Voorschriften voor het poeriemfeest
20 Mordechai stelde deze gebeurtenissen op schrift, en hij stuurde dat geschrift naar alle Joden in Artaxerxes’ rijk, of ze nu dichtbij woonden of ver weg. 21 Hij wilde dat 14 en 15 adar vaste feestdagen werden, 22 omdat de Joden op die dagen rust gekregen hadden en niet meer door hun vijanden werden bedreigd. Ook moest de hele maand adar, waarin hun rouw in vreugde en hun leed in blijdschap was veranderd, één groot feest worden, als was het een vrolijke bruiloft.

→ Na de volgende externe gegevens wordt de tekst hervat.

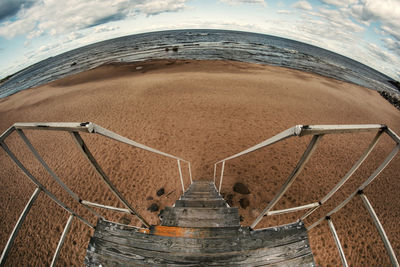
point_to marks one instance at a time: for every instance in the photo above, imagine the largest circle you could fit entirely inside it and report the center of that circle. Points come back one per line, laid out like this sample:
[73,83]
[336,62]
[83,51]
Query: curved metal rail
[73,129]
[318,131]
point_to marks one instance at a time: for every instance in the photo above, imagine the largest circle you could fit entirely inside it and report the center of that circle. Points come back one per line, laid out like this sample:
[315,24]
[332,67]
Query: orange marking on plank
[144,231]
[173,231]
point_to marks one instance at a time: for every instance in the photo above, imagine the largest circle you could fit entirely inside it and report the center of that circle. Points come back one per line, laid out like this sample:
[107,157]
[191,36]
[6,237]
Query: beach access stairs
[200,229]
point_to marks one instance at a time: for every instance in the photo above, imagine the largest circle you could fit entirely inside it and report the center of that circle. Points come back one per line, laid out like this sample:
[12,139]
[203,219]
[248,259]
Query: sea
[201,45]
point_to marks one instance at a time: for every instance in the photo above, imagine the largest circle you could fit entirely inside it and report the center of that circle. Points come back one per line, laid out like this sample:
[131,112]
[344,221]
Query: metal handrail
[318,131]
[73,129]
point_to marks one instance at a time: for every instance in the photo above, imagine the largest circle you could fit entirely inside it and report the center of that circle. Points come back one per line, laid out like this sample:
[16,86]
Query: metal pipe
[97,205]
[112,135]
[51,172]
[362,187]
[18,225]
[215,171]
[190,172]
[180,175]
[86,152]
[335,129]
[393,135]
[42,187]
[222,176]
[299,167]
[4,135]
[55,126]
[279,137]
[380,229]
[277,212]
[337,241]
[61,241]
[348,174]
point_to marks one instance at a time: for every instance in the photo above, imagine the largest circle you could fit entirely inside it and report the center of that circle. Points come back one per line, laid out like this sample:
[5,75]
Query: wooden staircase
[200,230]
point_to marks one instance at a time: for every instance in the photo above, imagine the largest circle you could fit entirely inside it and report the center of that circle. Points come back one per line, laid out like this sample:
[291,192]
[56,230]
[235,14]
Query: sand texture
[202,111]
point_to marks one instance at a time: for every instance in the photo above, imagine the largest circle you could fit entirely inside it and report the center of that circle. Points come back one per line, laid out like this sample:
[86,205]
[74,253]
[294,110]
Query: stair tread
[199,230]
[118,244]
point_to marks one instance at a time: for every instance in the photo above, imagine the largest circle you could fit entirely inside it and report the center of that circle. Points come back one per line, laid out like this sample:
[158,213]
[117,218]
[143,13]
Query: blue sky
[365,30]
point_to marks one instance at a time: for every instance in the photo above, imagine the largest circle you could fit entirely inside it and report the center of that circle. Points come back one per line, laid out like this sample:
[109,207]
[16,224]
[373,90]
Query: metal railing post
[190,172]
[61,241]
[18,225]
[299,167]
[52,173]
[380,229]
[86,152]
[347,175]
[180,175]
[215,171]
[222,176]
[337,241]
[387,160]
[42,187]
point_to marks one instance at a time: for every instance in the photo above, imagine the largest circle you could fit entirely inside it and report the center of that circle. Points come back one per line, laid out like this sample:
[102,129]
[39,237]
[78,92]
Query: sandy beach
[201,111]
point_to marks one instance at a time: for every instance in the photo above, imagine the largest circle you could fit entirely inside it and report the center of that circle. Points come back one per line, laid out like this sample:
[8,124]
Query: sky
[365,30]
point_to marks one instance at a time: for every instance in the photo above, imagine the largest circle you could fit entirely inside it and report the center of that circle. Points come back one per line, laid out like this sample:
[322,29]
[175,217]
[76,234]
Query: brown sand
[202,111]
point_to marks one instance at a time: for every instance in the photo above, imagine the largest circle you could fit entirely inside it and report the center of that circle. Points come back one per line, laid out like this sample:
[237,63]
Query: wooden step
[206,203]
[200,217]
[120,245]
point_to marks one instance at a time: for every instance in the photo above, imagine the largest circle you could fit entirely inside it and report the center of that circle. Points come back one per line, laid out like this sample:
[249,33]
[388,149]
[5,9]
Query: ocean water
[199,44]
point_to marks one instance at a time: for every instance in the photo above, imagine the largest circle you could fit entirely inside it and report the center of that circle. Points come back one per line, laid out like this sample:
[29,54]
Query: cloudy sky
[365,30]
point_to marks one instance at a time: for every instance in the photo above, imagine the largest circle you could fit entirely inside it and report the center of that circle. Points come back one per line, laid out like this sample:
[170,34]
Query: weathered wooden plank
[273,255]
[234,239]
[201,203]
[200,230]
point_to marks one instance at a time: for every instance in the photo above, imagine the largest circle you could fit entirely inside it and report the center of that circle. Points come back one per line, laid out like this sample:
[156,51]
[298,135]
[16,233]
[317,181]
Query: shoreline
[201,111]
[392,97]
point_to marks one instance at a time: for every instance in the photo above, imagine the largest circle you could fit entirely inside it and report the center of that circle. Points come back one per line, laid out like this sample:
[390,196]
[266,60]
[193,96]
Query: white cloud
[283,11]
[236,2]
[104,28]
[302,5]
[339,3]
[159,6]
[56,17]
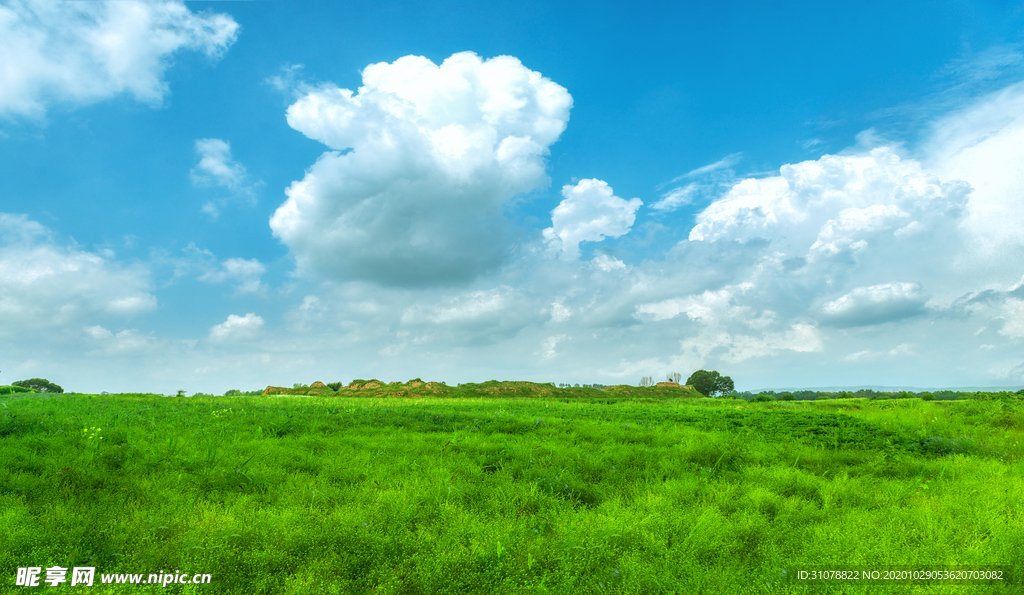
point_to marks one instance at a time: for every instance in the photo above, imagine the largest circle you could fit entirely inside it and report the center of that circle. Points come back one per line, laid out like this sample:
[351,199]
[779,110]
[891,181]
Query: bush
[13,389]
[711,383]
[38,384]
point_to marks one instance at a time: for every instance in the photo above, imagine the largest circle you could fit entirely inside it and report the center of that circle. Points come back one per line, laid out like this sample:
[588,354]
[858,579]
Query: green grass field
[510,487]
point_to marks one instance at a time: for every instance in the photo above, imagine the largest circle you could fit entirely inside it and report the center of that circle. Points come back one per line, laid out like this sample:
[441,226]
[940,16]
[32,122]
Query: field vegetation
[511,487]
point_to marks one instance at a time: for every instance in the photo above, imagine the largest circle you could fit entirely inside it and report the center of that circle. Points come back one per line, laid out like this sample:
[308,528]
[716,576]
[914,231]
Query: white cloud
[216,167]
[559,313]
[548,347]
[246,274]
[238,328]
[711,179]
[80,52]
[983,143]
[876,304]
[1013,316]
[607,263]
[436,152]
[47,286]
[589,212]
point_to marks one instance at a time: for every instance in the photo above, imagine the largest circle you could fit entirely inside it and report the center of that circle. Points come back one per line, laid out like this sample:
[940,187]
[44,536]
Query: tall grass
[350,495]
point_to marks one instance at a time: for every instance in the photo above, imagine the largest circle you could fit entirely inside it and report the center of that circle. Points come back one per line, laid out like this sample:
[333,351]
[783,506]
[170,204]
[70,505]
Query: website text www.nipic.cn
[33,576]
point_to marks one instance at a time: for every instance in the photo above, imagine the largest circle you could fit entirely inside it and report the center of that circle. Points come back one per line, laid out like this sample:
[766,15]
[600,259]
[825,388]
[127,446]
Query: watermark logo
[33,576]
[30,576]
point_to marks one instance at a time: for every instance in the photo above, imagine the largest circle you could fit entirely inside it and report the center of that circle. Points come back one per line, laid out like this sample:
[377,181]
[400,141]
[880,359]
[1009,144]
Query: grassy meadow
[510,487]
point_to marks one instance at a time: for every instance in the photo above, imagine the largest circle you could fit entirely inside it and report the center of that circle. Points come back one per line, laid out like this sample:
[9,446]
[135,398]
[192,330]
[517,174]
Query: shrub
[13,389]
[38,384]
[711,383]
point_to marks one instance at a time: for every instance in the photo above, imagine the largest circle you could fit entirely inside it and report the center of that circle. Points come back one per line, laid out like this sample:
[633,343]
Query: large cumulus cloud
[423,159]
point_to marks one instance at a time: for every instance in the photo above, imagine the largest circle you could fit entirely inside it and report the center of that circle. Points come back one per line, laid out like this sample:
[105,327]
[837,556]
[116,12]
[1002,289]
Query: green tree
[39,384]
[711,383]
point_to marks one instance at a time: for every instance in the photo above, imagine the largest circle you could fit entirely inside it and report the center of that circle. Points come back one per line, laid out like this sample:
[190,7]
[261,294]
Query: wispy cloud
[217,167]
[81,52]
[707,181]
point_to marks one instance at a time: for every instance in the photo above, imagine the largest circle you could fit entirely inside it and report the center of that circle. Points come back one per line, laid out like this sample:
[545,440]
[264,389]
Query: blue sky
[229,195]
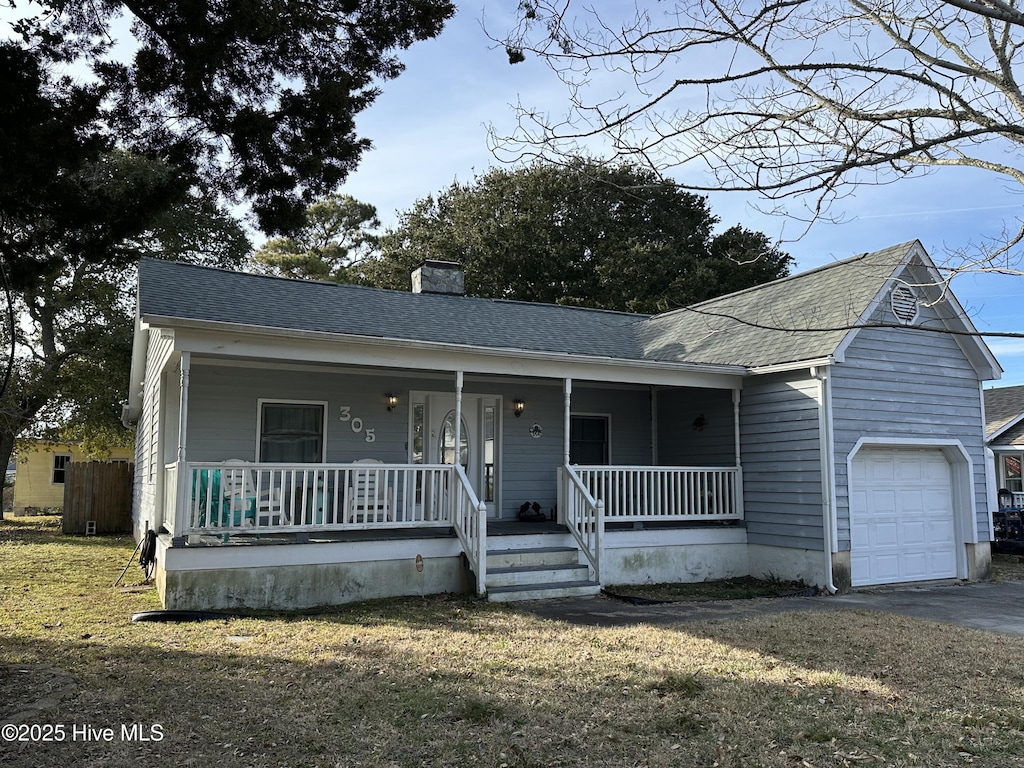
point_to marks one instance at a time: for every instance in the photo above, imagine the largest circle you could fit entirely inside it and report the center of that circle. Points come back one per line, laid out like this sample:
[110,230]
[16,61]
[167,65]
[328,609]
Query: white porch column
[567,389]
[735,423]
[181,501]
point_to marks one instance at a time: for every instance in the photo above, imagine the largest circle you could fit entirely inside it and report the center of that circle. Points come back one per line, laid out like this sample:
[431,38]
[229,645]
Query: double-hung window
[291,432]
[589,439]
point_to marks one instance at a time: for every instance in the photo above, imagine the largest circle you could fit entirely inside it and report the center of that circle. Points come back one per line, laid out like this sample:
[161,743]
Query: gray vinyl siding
[680,444]
[903,383]
[779,433]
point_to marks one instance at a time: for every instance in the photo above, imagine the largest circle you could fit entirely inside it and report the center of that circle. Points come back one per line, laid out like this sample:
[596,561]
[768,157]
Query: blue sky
[429,128]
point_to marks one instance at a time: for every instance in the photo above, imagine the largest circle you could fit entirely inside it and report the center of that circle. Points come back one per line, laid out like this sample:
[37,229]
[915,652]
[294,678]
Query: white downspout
[827,470]
[182,499]
[991,483]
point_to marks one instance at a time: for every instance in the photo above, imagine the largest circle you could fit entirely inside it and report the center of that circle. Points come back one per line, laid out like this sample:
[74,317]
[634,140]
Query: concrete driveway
[992,606]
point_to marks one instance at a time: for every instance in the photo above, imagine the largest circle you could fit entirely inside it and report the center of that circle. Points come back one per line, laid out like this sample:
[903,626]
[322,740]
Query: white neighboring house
[297,440]
[1005,432]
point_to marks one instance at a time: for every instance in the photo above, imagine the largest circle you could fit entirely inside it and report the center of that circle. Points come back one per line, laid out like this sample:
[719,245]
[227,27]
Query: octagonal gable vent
[903,301]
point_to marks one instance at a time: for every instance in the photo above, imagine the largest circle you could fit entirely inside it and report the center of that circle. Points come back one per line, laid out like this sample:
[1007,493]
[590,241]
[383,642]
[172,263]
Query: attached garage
[902,516]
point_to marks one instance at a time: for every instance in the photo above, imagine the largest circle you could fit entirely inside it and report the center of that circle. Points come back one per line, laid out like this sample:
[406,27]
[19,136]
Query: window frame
[62,469]
[260,402]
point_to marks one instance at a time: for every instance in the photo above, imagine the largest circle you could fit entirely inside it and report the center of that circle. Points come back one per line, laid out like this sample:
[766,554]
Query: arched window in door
[445,449]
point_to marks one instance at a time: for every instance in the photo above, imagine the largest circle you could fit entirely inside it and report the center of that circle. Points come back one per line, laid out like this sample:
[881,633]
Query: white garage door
[901,517]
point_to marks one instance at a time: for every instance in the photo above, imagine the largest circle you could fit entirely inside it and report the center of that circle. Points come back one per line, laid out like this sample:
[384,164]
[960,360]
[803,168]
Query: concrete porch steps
[537,572]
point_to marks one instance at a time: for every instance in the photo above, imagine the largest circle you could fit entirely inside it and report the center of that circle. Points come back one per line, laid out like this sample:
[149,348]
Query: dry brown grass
[451,681]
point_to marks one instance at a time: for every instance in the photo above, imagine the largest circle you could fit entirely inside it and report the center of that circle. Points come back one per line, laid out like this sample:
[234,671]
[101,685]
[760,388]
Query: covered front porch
[214,502]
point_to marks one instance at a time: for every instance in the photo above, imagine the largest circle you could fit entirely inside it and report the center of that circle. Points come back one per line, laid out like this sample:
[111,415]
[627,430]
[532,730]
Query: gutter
[827,483]
[131,412]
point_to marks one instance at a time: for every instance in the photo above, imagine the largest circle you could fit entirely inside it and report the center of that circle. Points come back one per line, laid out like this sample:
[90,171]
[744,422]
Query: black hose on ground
[147,557]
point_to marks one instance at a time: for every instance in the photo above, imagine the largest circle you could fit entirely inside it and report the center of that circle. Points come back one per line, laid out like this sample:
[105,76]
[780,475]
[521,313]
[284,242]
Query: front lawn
[453,681]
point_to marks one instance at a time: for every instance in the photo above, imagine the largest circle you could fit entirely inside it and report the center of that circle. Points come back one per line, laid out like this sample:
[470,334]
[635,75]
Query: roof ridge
[395,291]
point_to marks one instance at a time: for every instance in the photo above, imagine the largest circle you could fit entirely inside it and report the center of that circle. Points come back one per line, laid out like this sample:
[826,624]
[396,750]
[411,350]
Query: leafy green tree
[334,241]
[612,237]
[257,98]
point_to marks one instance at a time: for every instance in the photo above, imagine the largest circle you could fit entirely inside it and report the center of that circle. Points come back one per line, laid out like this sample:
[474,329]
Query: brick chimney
[439,276]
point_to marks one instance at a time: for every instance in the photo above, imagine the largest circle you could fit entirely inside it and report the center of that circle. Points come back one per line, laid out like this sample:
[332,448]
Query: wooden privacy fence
[100,492]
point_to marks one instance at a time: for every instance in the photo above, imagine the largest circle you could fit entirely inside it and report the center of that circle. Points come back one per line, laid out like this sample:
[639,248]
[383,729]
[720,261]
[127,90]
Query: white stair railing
[231,497]
[634,494]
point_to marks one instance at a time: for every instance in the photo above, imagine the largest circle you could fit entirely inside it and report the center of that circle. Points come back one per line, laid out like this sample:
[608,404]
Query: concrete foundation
[676,556]
[979,561]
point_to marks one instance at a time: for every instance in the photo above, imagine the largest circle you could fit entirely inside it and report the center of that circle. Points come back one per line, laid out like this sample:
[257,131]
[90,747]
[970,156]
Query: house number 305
[345,414]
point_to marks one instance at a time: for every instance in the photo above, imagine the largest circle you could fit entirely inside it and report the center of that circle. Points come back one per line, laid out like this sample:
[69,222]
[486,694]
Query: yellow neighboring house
[42,467]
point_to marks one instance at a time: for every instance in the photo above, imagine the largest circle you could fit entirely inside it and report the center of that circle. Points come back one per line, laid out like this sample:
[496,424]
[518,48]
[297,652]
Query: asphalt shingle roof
[830,297]
[197,293]
[768,325]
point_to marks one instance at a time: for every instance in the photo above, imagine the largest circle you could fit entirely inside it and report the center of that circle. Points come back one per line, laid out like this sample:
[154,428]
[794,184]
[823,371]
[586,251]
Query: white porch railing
[170,497]
[677,494]
[230,497]
[470,521]
[584,516]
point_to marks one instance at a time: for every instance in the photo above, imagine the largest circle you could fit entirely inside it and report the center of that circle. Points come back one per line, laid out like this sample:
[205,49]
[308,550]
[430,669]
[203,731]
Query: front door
[478,440]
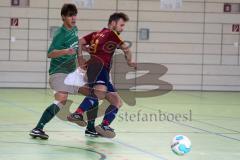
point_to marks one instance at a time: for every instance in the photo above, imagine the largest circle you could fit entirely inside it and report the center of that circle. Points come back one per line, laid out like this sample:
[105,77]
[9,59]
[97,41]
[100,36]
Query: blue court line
[124,144]
[213,133]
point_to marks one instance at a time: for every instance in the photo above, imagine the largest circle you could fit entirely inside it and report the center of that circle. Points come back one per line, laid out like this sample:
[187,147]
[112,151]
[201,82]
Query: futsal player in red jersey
[102,45]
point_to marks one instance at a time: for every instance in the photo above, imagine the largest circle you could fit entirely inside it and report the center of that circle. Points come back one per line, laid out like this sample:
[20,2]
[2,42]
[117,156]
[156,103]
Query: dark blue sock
[110,114]
[87,103]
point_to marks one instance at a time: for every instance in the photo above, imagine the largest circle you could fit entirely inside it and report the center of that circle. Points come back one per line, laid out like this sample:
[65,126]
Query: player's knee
[61,98]
[118,103]
[100,91]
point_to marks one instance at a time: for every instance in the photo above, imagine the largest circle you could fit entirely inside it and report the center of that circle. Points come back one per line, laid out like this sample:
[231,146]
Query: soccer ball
[181,145]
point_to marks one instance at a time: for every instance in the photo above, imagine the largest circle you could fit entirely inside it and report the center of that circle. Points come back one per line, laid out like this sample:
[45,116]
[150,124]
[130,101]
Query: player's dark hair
[118,15]
[68,9]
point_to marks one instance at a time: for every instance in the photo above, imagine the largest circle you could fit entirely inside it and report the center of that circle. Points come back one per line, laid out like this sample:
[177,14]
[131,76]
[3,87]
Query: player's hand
[70,51]
[88,48]
[132,64]
[82,63]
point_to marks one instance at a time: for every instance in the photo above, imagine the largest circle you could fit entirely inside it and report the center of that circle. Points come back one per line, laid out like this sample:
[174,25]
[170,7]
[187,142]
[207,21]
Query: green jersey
[64,39]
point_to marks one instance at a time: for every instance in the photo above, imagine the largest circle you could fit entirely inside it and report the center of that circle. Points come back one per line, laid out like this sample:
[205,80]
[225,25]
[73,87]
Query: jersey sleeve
[117,39]
[88,37]
[57,42]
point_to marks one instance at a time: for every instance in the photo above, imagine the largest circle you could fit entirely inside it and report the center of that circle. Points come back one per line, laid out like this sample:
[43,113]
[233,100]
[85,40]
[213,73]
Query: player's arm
[56,48]
[81,60]
[57,53]
[128,55]
[84,46]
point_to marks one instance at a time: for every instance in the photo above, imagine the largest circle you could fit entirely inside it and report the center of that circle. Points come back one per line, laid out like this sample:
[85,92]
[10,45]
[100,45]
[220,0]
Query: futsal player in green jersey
[63,53]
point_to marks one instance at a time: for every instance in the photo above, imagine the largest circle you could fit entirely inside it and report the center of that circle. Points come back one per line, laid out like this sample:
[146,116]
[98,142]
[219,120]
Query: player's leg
[48,114]
[115,103]
[89,101]
[92,115]
[96,79]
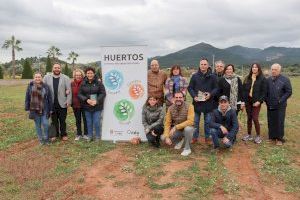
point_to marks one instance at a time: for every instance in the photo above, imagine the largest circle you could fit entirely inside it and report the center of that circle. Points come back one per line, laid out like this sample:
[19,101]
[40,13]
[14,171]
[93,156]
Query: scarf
[37,99]
[233,82]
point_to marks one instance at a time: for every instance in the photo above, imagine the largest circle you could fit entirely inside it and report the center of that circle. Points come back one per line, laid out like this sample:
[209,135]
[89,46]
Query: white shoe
[179,144]
[186,152]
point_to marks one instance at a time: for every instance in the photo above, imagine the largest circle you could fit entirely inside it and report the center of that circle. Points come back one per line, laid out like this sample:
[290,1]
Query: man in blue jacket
[202,88]
[223,124]
[279,89]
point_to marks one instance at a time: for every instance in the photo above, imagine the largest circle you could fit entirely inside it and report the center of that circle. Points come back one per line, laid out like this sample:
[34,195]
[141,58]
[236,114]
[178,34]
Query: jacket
[87,90]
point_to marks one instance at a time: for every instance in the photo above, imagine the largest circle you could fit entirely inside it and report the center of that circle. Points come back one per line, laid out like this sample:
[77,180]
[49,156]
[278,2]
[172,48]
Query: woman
[175,83]
[78,75]
[254,95]
[38,102]
[153,119]
[91,95]
[231,86]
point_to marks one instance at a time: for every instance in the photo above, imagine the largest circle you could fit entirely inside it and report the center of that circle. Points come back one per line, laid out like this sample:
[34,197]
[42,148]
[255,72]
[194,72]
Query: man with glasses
[179,123]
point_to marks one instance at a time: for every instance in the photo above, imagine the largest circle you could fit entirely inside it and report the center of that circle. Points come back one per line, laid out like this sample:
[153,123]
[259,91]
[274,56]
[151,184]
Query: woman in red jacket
[78,76]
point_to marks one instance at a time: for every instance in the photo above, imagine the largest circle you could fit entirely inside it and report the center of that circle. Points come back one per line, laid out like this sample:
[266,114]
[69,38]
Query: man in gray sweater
[60,87]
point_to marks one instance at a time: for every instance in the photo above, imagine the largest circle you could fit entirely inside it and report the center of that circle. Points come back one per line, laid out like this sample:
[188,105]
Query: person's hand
[168,141]
[256,104]
[224,130]
[225,140]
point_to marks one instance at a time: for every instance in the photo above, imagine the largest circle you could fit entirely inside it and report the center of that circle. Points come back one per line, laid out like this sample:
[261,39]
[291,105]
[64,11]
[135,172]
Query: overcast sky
[165,26]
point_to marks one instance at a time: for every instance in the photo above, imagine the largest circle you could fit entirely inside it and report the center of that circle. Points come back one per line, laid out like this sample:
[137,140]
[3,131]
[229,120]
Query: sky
[166,26]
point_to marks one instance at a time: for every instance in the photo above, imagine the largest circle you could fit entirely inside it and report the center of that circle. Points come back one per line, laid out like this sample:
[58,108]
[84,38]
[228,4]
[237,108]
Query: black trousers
[59,120]
[79,114]
[154,140]
[276,119]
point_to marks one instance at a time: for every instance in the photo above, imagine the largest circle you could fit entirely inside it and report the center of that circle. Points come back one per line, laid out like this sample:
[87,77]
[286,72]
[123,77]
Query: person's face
[203,66]
[179,99]
[90,75]
[175,72]
[154,66]
[37,78]
[56,69]
[254,69]
[275,71]
[78,76]
[219,68]
[229,71]
[224,105]
[152,101]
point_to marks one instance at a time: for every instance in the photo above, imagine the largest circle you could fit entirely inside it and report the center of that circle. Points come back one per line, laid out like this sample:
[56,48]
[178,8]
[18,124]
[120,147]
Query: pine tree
[27,70]
[1,72]
[48,65]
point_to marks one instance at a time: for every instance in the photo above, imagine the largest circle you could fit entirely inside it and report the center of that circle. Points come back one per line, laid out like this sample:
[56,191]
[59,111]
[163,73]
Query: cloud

Ze moesten dan aan hun vrienden en aan de armen lekkernijen sturen.
23 De Joden gaven hieraan gevolg, op grond van wat Mordechai hun had geschreven: 24 hoe de Macedoniër Haman, de zoon van Hammedata, de strijd met hen had aangebonden, hoe hij een decreet had opgesteld en het lot had geworpen met de bedoeling hen uit te roeien, 25 hoe hij naar de koning was gegaan om hem te vragen Mordechai op te hangen, en hoe het leed dat hij de Joden had proberen aan te doen op zijn eigen hoofd was neergekomen, hoe hijzelf was opgehangen, evenals zijn kinderen. 26 Het is naar het woord poer, dat in hun taal ‘lot’ betekent, dat de Joden deze dagen de naam Poeriem gaven, vanwege al het leed dat hun, zoals in de brief stond, door het werpen van het lot overkomen was. 27 Ze besloten om het feest dat Mordechai had ingesteld voortaan te vieren, zijzelf, hun nakomelingen en allen die zich bij het Joodse volk zouden aansluiten. En ter herinnering aan deze gebeurtenissen zullen deze dagen onveranderlijk in ere worden gehouden, elke generatie opnieuw, in elke stad, in elk land en in elke provincie. 28 Deze poeriemdagen zullen altijd weer worden gevierd, nooit zullen ze bij het nageslacht in vergetelheid raken.
29 Koningin Ester, de dochter van Amminadab, en de Jood Mordechai legden alles wat zij gedaan hadden schriftelijk vast en bekrachtigden de brief over Poeriem. 30 Mordechai en koningin Ester namen dit besluit op eigen initiatief en droegen er zelf de volle verantwoordelijkheid voor. 31 Door middel van een decreet bekrachtigde Ester het voor altijd; het werd schriftelijk vastgelegd, opdat het nooit zou worden vergeten.